As to the question of consent, and particularly consent when drunk, that is yet another can of worms. It is in the nature of many forms of rape that it would take the judgment of Solomon to apportion guilt and blame.
It seems to me that if a woman gets drunk, and is willingly spending time with a man, and appears to consent to sex, then she must in many cases bear some responsibility if sex takes place. It all depends on the details of each story, but women sometimes do give out mixed messages, as any juror will be aware. No amount of distinguished quangocrats and lawyers could dream up a guideline for every possibility.

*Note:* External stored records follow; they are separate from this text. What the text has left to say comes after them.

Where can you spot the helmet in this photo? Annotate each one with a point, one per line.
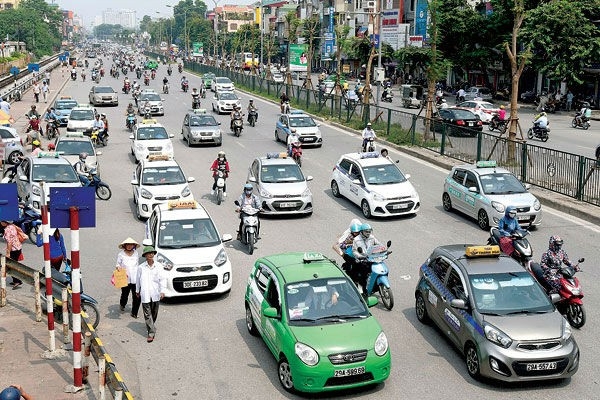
(555, 243)
(10, 393)
(366, 230)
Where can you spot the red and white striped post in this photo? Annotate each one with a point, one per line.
(76, 286)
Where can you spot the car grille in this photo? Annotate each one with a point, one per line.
(520, 367)
(348, 357)
(538, 346)
(194, 269)
(348, 380)
(213, 280)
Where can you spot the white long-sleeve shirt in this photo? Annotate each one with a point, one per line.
(151, 282)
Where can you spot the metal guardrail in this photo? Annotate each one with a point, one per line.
(569, 174)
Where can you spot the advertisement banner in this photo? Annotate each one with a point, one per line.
(298, 57)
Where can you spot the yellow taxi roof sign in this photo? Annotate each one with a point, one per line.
(482, 251)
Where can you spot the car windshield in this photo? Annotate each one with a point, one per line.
(501, 183)
(386, 174)
(179, 234)
(54, 173)
(152, 133)
(508, 293)
(281, 173)
(302, 122)
(323, 301)
(73, 147)
(81, 115)
(202, 120)
(65, 105)
(162, 176)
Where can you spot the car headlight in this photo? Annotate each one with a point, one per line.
(221, 258)
(145, 194)
(498, 206)
(167, 264)
(496, 336)
(306, 354)
(381, 344)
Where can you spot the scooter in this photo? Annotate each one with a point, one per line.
(102, 190)
(523, 252)
(88, 303)
(249, 232)
(378, 279)
(570, 304)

Apart from creating different new levels for the offence of rape, from drunken errors with a friend right though all degrees of abusing a wife to attacking a stranger or a child, there is little more that anyone can do to find and punish the guilty. And given that, one wonders why the government is striking such attitudes about it. The research needed for the guidelines and packages may take a long time, so nothing needs to happen immediately.
Meanwhile, our government is seriously proposing to hand out carefully packaged material to jurors with the express intention of making them more likely to convict a certain group of defendants. Is this a rape of justice or are we consenting to it?